The Guardian columnists' view of the budget.
Jonathan Freedland’s offered an assessment that was no doubt similar to much of the Left's.
To see Alistair Darling deliver his budget was like watching a man pushed from a skyscraper window, falling calmly, even gracefully, as he somehow managed to remove his jacket, raise it above his head and tie it into a makeshift parachute. You couldn't help but admire his ingenuity and optimism - but you still felt sure it was bound to end in a sticky mess.

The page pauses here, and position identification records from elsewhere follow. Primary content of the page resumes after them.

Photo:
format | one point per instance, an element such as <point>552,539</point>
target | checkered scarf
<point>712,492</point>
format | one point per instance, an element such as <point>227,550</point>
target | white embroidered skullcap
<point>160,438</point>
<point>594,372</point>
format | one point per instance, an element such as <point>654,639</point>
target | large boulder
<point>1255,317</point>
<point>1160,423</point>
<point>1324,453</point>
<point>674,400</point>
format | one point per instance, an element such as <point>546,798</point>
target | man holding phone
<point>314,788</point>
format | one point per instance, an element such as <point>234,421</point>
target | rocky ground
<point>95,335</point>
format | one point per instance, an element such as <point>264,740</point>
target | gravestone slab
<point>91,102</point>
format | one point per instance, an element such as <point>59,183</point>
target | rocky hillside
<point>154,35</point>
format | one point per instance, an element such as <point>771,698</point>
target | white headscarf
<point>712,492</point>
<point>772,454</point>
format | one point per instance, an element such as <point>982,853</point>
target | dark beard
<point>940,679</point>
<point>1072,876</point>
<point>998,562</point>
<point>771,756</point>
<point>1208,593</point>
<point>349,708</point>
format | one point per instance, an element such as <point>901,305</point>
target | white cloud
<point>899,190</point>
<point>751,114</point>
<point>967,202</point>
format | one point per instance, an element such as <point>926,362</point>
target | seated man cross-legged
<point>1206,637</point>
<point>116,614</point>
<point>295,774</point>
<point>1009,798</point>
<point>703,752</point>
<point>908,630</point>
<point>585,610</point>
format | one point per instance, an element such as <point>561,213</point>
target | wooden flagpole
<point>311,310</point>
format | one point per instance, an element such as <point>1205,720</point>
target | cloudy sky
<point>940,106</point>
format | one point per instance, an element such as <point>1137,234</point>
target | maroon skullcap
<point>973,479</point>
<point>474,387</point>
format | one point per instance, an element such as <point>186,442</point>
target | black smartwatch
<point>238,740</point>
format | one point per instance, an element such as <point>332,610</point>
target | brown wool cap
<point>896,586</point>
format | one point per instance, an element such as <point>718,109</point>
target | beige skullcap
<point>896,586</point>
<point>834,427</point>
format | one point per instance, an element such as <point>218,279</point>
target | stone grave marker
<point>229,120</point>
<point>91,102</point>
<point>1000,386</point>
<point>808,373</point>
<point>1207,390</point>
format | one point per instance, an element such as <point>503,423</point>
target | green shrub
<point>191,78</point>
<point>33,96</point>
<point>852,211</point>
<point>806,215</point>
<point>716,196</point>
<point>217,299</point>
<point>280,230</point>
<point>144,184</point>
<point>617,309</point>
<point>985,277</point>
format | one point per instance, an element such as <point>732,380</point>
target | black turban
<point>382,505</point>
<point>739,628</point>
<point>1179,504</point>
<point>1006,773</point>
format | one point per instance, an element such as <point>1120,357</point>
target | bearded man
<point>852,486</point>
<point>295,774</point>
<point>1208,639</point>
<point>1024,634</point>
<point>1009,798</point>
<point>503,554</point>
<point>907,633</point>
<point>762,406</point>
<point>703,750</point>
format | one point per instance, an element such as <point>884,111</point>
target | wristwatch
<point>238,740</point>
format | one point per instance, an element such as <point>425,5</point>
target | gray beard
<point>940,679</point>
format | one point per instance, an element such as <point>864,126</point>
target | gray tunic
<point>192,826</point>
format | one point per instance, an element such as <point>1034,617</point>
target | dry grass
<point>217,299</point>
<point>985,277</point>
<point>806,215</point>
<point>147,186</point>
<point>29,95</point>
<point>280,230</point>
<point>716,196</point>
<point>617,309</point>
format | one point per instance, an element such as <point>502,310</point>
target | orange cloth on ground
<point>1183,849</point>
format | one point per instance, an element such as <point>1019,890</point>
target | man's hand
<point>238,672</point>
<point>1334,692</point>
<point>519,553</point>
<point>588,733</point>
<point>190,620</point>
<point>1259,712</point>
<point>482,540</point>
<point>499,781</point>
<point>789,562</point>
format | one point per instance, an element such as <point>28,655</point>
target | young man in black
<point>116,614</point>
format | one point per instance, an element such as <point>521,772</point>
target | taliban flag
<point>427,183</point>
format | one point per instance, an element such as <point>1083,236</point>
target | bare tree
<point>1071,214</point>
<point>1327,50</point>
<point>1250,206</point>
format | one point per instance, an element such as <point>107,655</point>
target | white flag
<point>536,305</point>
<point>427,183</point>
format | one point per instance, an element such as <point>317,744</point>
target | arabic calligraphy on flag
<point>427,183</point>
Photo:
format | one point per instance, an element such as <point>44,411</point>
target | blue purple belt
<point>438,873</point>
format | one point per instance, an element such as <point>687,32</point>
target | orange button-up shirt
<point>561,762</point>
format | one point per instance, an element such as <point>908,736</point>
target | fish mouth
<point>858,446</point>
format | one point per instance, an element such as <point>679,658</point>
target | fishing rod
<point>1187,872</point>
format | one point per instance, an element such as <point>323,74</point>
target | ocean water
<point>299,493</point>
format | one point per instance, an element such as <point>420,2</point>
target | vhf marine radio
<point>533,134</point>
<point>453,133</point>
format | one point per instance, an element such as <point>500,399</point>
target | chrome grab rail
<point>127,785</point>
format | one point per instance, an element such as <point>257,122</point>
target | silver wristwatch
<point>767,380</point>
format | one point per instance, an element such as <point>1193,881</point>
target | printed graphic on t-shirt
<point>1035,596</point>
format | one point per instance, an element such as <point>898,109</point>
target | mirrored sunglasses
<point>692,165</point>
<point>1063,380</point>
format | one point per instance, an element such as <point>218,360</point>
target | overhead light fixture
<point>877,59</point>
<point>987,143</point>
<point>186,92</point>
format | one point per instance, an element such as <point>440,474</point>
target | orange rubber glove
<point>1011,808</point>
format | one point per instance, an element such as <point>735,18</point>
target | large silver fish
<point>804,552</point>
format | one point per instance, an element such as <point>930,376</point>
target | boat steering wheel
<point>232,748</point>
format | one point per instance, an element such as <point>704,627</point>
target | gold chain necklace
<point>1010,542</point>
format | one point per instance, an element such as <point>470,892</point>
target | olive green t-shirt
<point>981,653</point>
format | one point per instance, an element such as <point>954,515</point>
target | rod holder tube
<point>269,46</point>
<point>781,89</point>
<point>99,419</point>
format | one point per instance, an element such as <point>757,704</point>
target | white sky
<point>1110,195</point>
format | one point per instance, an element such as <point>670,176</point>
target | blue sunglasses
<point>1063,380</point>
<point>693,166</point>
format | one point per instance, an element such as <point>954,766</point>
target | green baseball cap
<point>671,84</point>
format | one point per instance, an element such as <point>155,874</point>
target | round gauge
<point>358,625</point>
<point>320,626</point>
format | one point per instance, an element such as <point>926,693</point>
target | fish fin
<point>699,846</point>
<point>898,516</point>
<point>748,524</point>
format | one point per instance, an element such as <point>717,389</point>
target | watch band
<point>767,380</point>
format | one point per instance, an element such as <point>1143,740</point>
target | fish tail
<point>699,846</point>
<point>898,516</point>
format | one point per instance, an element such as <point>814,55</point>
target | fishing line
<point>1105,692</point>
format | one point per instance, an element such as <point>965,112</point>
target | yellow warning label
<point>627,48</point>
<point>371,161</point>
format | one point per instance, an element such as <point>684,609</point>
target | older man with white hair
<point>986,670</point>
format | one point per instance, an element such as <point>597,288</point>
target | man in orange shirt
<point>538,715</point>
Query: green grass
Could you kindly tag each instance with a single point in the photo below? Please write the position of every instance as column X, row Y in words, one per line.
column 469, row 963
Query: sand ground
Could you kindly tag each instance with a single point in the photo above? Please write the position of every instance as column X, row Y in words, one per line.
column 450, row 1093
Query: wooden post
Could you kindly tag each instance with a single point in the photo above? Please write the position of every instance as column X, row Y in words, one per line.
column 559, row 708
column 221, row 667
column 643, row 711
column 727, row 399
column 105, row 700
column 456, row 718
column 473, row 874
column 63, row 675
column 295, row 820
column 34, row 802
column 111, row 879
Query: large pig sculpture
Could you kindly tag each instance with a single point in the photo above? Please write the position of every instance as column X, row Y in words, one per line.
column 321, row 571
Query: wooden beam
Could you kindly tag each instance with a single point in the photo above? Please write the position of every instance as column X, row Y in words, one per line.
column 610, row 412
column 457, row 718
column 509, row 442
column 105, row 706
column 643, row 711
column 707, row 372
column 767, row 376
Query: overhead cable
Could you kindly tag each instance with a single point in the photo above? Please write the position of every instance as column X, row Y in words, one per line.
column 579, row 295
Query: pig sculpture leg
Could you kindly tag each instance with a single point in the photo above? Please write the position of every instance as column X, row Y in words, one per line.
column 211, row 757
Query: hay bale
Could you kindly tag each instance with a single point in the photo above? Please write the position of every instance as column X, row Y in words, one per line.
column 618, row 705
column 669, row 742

Polly Toynebee’s Labour-friendly, if no more optimistic, viewpoint - 'Polly Toynbee: At last, a budget where the super-rich's bluff is called. Shame it's all too late'
When the new 50% rate kicks in next April, this last social democratic flag may be drowning, not waving
Is this a people's budget? It did soak the rich - just listen to their indignation. The 1.5% who earn over £100,000 will yet again claim an assault on "middle England". They will protest that productivity, growth, aspiration and the very future of the nation will be imperilled by skimming just a little cream off top earners. […]Taxation is the only easy way to restore a very small measure of sanity to the unjust rewards of the rich. […]Wealth has lost touch with reality: however often the rich are reminded that 98.5% of people don't earn £100,000 and only 10% earn over £40,000, they insist they are only "ordinary" and "middling". How cleverly the newsrooms of the right, led by extravagant earners, have diverted popular wrath on to the handful of public servants who earn more than the prime minister - without adding that this is an inevitable, if reprehensible, leakage from private-sector greed. […]
On the cuts
It hardly bears thinking about what these numbers will do to the old and disabled, children in care, children's centres or prisons. Councils will be left with shrivelled budgets to meet soaring demands from more old people and more deprived children. After the years of plenty, public servants have no experience in how to manage the coming famine. George Osborne's promise to cut now and even deeper suggests he too has no understanding of the misery this means.